The Texas National Guard on Tuesday appeared to disregard a recent Supreme Court decision that allows border agents to remove razor wire erected by Texas, and continued building such barriers on the southern border.
Trump on Thursday encouraged “all willing States” to deploy National Guard members to Texas amid the feud between Texas Gov. Greg Abbott (R) and the federal government.
“In the face of this National Security, Public Safety, and Public Health Catastrophe, Texas has rightly invoked the Invasion Clause of the Constitution, and must be given full support to repel the Invasion,” Trump said in a statement.
Noem and fellow Republican Govs. Kevin Stitt (Okla.), Ron DeSantis (Fla.), Glenn Youngkin (Va.) and Brian Kemp (Ga.) backed Abbott in his action.
“If the Constitution really made states powerless to defend themselves against an invasion, it wouldn’t have been ratified in the first place and Texas would have never joined the union when it did,” DeSantis said on X. “TX is upholding the law while Biden is flouting it.”
Youngkin said in his own X post that the Biden administration “has turned every state into a border state.”
“Virginia stands with Texas,” Youngkin’s post read. “@GregAbbott_TX is doing the job Joe Biden and his border czar refuse to do to secure our border.”
Meanwhile, some Democrats, such as Reps.

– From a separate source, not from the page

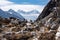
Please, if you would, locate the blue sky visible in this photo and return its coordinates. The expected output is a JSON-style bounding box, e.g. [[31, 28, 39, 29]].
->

Joaquin Castro (Texas) and Greg Casar (Texas), have expressed their support for the nationalization of the Texas National Guard to align it with the court decision and federal law.
Noem has said she would be Trump’s vice presidential pick “in a heartbeat.”
The governor campaigned for Trump in Iowa, and Steve Bannon, a former top adviser to Trump on his 2016 campaign and in the White House, named Noem in addition to Rep. Elise Stefanik (R-N.Y.), Arkansas Gov. Sarah Huckabee Sanders (R) and Sen. Marsha Blackburn (R-Tenn.) among those he thought the former president should consider as his running mate.